Raphaël dans le secret de son atelier
Les dessins du maître italien conservés au palais des Beaux-Arts de Lille qui ont fait l’objet d’analyses documentant la datation et l’élaboration de ses peintures donnent lieu à une exposition exceptionnelle. Au fil de celle-ci, on découvre la « méthode Raphaël » grâce à des dispositifs numériques.

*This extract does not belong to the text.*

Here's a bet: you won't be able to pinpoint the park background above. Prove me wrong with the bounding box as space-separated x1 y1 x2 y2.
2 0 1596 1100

Pour la première fois, le musée de Lille expose l’ensemble de ses quarante-sept pages de dessins de Raphaël (1483-1520). Sur les trente-sept feuilles du fonds, dix portent des dessins du maître recto-verso et cinq montrent au recto un dessin authentifié tandis que le verso est douteux ou attribué à l’atelier. Les autres sont vierges au verso, à l’exception de celle qui porte un mot d’accompagnement du peintre. Cinq feuilles recto-verso (dix pages) ont été confiées au Centre de recherche et de restauration des musées de France (C2RMF). Grâce à ces investigations et aux dispositifs numériques dans lesquels elles prennent place, il est possible de mieux comprendre le processus créatif de l’artiste.
Les traits invisibles
Depuis longtemps, les spécialistes de Raphaël ont décelé sur ses feuilles des traits en creux qualifiés d’invisibles. Aujourd’hui, on dit qu’ils sont incolores car, à côté des tracés de stylets ou de compas, les analyses ont mis en évidence l’utilisation de mine de plomb effacée. Diverses techniques ont permis de discerner des dessins presque disparus, par exemple dans l’Étude pour la Vierge à l’Enfant avec un livre dite Vierge Norton Simon (vers 1502-1503). En outre, l’observation des tracés effacés ou superposés a permis de comprendre l’intense travail d’élaboration des œuvres. Pour ses huiles sur bois ou ses fresques, comme pour les commandes dont il confiait la réalisation à d’autres peintres, Raphaël dessinait toutes les étapes jusqu’aux compositions très abouties, selon un processus que la co-commissaire et chargée du Cabinet des dessins au palais des Beaux-Arts, Cordélia Hattori, qualifie de « méthode Raphaël ».
Une expérience
Bien qu’érudite, dotée d’un catalogue très précis sur les œuvres présentées et les recherches menées, cette exposition est d’abord une expérience car on y voit les peintures se construire. Les dispositifs numériques imaginés par Régis Cotentin, responsable de l’art contemporain au palais des Beaux-Arts et co-commissaire, montrent l’évolution des motifs et mettent les dessins en relation pour aboutir à la version peinte, parfois présente dans le parcours. C’est le cas par exemple pour le retable de Saint Nicolas de Tolentino dit Pala Baronci (1501). Le parti pris est chronologique et montre l’influence de Léonard de Vinci et de Michel-Ange sur l’artiste qui les a côtoyés lors de son séjour à Florence, de 1504 à 1508, et sans doute avant. La maturité acquise lorsqu’il arrive à Rome en 1508 apparaît pleinement dans la reconstitution numérique de la Chambre de la Signature du Vatican où les reproductions des fresques se superposent à celles de dessins préparatoires conservés dans l’Europe entière. Sur la foi des feuilles de Lille, Cordélia Hattori propose d’ailleurs de réévaluer la datation de certains décors des Chambres.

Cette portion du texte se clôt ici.